To this sequence of "patch embeddings", a prefix learnable [class] token, like in BERT, is usually added. This token $\mathbf{z}_{0}^{0} = \mathbf{x}_{class}$ tells the model to classify the image and increases the dimension of vector $z$. Also, the state of this token at the output of the Transformer encoder $\left(\mathbf{z}_{L}^{0}\right)$, on which the layernorm is applied, serves as the image representation $y$.

$$
\mathbf{y} =\operatorname{LN}\left(\mathbf{z}_{L}^{0}\right)
$$


Furthermore, it is the only one to which the classification head is attached to during pre-training and fine-tuning. The classification head during pre-training is compiled of MLP with one hidden layer and a single linear layer at a fine-tuning time. Position embedding, a standard learnable 1-dimensional position embedding, are attached to the patch embeddings, serving as input to the encoder. The standard Transformer encoder consists of alternating layers of multiheaded self-attention and MLP blocks. After each block, a residual connection is applied.

$$
\mathbf{z}_{\ell}^{\prime} =\operatorname{MSA}\left(\operatorname{LN}\left(\mathbf{z}_{\ell-1}\right)\right)+\mathbf{z}_{\ell-1},  \ell=1 \ldots L
$$

$$
\mathbf{z}_{\ell} =\operatorname{MLP}\left(\mathrm{LN}\left(\mathbf{z}_{\ell}^{\prime}\right)\right)+\mathbf{z}_{\ell}^{\prime}, \ell=1 \ldots L
$$

Vision Transformer has a significantly lower inductive bias than CNNs in image-specific information.
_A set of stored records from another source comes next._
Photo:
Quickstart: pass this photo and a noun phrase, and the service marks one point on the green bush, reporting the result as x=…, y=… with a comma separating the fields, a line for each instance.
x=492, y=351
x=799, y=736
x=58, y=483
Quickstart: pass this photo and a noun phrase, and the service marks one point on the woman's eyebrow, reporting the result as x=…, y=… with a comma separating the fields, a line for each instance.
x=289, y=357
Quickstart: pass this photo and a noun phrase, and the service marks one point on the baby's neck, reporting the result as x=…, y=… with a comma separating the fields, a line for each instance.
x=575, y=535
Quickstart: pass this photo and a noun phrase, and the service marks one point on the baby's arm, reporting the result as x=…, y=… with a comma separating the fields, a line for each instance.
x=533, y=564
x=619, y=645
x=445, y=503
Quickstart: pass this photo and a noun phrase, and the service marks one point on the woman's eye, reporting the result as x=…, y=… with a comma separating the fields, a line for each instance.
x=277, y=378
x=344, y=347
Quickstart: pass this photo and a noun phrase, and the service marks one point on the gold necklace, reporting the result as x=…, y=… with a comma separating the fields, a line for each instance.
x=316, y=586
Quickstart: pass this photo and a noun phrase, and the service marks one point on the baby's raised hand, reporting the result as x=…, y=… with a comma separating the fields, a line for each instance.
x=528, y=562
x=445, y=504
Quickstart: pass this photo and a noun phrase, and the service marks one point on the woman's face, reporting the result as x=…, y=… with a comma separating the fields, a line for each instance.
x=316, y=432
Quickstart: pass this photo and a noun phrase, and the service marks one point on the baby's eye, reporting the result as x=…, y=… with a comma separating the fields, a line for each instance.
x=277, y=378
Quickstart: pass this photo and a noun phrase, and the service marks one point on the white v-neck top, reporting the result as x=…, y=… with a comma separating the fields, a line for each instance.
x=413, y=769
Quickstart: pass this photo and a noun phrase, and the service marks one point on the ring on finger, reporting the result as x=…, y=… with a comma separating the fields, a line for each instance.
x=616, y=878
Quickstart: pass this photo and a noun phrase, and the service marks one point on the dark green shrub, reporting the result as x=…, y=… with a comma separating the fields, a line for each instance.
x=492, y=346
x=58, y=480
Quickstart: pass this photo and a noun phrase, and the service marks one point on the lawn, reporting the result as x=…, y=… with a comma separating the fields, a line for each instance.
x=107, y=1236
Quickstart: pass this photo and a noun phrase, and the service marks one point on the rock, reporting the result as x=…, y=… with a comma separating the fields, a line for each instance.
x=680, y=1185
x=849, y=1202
VIT only has local and translational equivariant MLP layers, while the self-attention layers are global. A 2-dimensional neighborhood structure is used sparingly: the image is cut into patches at the beginning and the position embeddings are resized as needed at the fine-tuning time. Alternatively, the input sequence can consist of a CNN's feature map on which the patch embedding projection is applied.
Vision Transformers are pre-trained on large datasets and fine-tuned to (smaller) downstream tasks. For fine-tuning, a projection head is removed and a zero-initialized $D \times K$ feedforward layer is attached with $K$ being the number of downstream classes. It is also beneficial to use higher resolution then in pre-training. Also ViT can handle arbitrary sequence lengths but the pre-trained position embeddings can become sufficient. It is necessary to point out that resolution adjustment and patch extraction are the only points at which an inductive bias about the 2-dimensional structure of the images is manually injected into the Vision Transformers


##### Experiments

Similarly to BERT models, multiple versions of the model at various scales were created. They have created Base = "B", Large = "L", Huge = "H" versions of ViT, with 12, 24 and 32 layers and 86M, 307M and 632M parameters respectively.

To explore the model scalability, the previous mentioned dataset ImageNet was used. In addition, ViT was compared against a slightly modified ResNet called "ResNet(BiT)". The batch Normalization layer was replaced with Group Normalization and used standardized convolutions. Another network that it was compared to was Noisy Student [@noisy], a large EfficientNet. Experiments showed that ViT Hughe with $14\times 14$ input patch size outperformed both CNN-based networks with an accuracy of 88.5%, whereas ResNet BiT had 87.54% and Noisy Student 88.4%. It is worth mentioning that ViT Large with $16\times 16$ input patch size had 87.76% accuracy on the same dataset.
Another thing worth pointing out is that ViT outperforms CNN-based architectures on all larger datasets yet performs slightly worse than CNN networks on a smaller dataset.

### Conclusion

In this chapter, the authors presented some of the current state-of-the-art approaches in Computer Vision. Nowadays, when technology is advancing each day, creating networks that would imitate human brain is more challenging. Still, the networks presented in this chapter are highly accurate and creating network which can out-perform them is challenging. Furthermore, it is noticeable that the application of CV is dictating the development of networks and frameworks which help humans with their everyday tasks.